Inference routing gives sandboxed agents access to LLM APIs through a single, explicit endpoint: inference.local. There is no implicit catch-all interception for arbitrary hosts. Requests are routed only when the process targets inference.local via HTTPS and the request matches a supported inference API pattern.

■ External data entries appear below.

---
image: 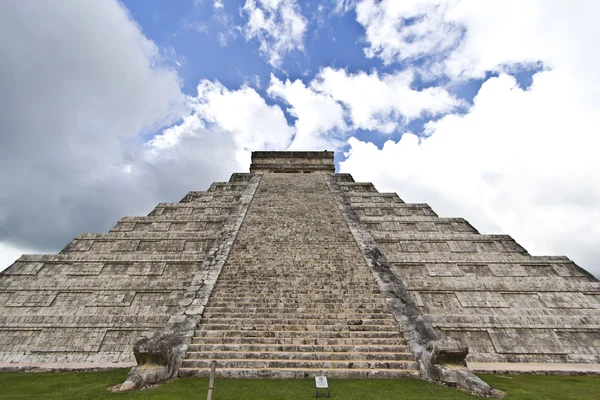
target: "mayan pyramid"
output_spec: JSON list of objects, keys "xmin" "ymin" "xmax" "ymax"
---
[{"xmin": 0, "ymin": 152, "xmax": 600, "ymax": 392}]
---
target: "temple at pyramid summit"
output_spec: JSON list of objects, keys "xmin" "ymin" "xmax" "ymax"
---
[{"xmin": 0, "ymin": 151, "xmax": 600, "ymax": 393}]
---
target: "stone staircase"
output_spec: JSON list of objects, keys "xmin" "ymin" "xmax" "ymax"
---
[{"xmin": 179, "ymin": 173, "xmax": 418, "ymax": 378}]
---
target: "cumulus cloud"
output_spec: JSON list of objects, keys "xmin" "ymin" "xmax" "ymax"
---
[
  {"xmin": 312, "ymin": 67, "xmax": 461, "ymax": 133},
  {"xmin": 341, "ymin": 0, "xmax": 600, "ymax": 276},
  {"xmin": 267, "ymin": 75, "xmax": 347, "ymax": 150},
  {"xmin": 242, "ymin": 0, "xmax": 307, "ymax": 67},
  {"xmin": 192, "ymin": 80, "xmax": 294, "ymax": 150},
  {"xmin": 354, "ymin": 0, "xmax": 462, "ymax": 64},
  {"xmin": 0, "ymin": 1, "xmax": 238, "ymax": 267}
]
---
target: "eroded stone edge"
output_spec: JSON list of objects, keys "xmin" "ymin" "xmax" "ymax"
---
[
  {"xmin": 120, "ymin": 173, "xmax": 262, "ymax": 391},
  {"xmin": 325, "ymin": 174, "xmax": 501, "ymax": 397}
]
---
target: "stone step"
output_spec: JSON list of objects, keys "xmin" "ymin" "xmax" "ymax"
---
[
  {"xmin": 199, "ymin": 304, "xmax": 389, "ymax": 316},
  {"xmin": 211, "ymin": 290, "xmax": 379, "ymax": 303},
  {"xmin": 182, "ymin": 359, "xmax": 417, "ymax": 370},
  {"xmin": 215, "ymin": 284, "xmax": 380, "ymax": 297},
  {"xmin": 188, "ymin": 338, "xmax": 410, "ymax": 353},
  {"xmin": 208, "ymin": 298, "xmax": 387, "ymax": 310},
  {"xmin": 198, "ymin": 316, "xmax": 398, "ymax": 328},
  {"xmin": 179, "ymin": 363, "xmax": 419, "ymax": 379},
  {"xmin": 198, "ymin": 320, "xmax": 400, "ymax": 332},
  {"xmin": 203, "ymin": 308, "xmax": 395, "ymax": 321},
  {"xmin": 215, "ymin": 282, "xmax": 377, "ymax": 292},
  {"xmin": 184, "ymin": 350, "xmax": 414, "ymax": 363},
  {"xmin": 194, "ymin": 329, "xmax": 402, "ymax": 340}
]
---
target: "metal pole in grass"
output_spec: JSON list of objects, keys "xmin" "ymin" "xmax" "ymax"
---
[{"xmin": 206, "ymin": 360, "xmax": 217, "ymax": 400}]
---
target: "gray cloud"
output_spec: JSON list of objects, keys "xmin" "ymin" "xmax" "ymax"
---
[{"xmin": 0, "ymin": 0, "xmax": 239, "ymax": 255}]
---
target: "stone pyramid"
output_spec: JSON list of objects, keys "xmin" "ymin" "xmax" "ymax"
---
[{"xmin": 0, "ymin": 152, "xmax": 600, "ymax": 394}]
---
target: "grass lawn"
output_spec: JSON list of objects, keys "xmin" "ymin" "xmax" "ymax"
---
[{"xmin": 0, "ymin": 370, "xmax": 600, "ymax": 400}]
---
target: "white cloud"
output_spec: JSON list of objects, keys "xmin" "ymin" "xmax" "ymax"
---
[
  {"xmin": 0, "ymin": 1, "xmax": 244, "ymax": 268},
  {"xmin": 354, "ymin": 0, "xmax": 461, "ymax": 64},
  {"xmin": 242, "ymin": 0, "xmax": 307, "ymax": 67},
  {"xmin": 193, "ymin": 80, "xmax": 294, "ymax": 150},
  {"xmin": 342, "ymin": 1, "xmax": 600, "ymax": 276},
  {"xmin": 312, "ymin": 67, "xmax": 461, "ymax": 133},
  {"xmin": 267, "ymin": 75, "xmax": 346, "ymax": 150}
]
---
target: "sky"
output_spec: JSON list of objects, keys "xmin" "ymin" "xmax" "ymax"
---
[{"xmin": 0, "ymin": 0, "xmax": 600, "ymax": 277}]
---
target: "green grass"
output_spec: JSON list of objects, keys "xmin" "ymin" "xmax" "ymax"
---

All inference execution happens locally inside the sandbox via the openshell-router crate. The gateway is control-plane only: it stores configuration and delivers resolved route bundles to sandboxes over gRPC.
sequenceDiagram
participant Agent as Agent Process
participant Proxy as Sandbox Proxy
participant Router as openshell-router
participant Gateway as Gateway (gRPC)
participant Backend as Inference Backend
Note over Gateway,Router: Control plane (startup + periodic refresh)
Gateway->>Router: GetInferenceBundle (routes, credentials)
Note over Agent,Backend: Data plane (per-request)
Agent->>Proxy: CONNECT inference.local:443
Proxy->>Proxy: TLS terminate (MITM)
Proxy->>Proxy: Parse HTTP, detect pattern
Proxy->>Router: proxy_with_candidates()
Router->>Router: Select route by protocol
Router->>Router: Rewrite auth + model
Router->>Backend: HTTPS request
Backend->>Router: Response headers + body stream
Router->>Proxy: StreamingProxyResponse (headers first)
Proxy->>Agent: HTTP/1.1 headers (chunked TE)
loop Each body chunk
Router->>Proxy: chunk via next_chunk()
Proxy->>Agent: Chunked-encoded frame
end
Proxy->>Agent: Chunk terminator (0\r\n\r\n)
File: crates/openshell-core/src/inference.rs
InferenceProviderProfile is the single source of truth for provider-specific inference knowledge: default endpoint, supported protocols, credential key lookup order, auth header style, and default headers.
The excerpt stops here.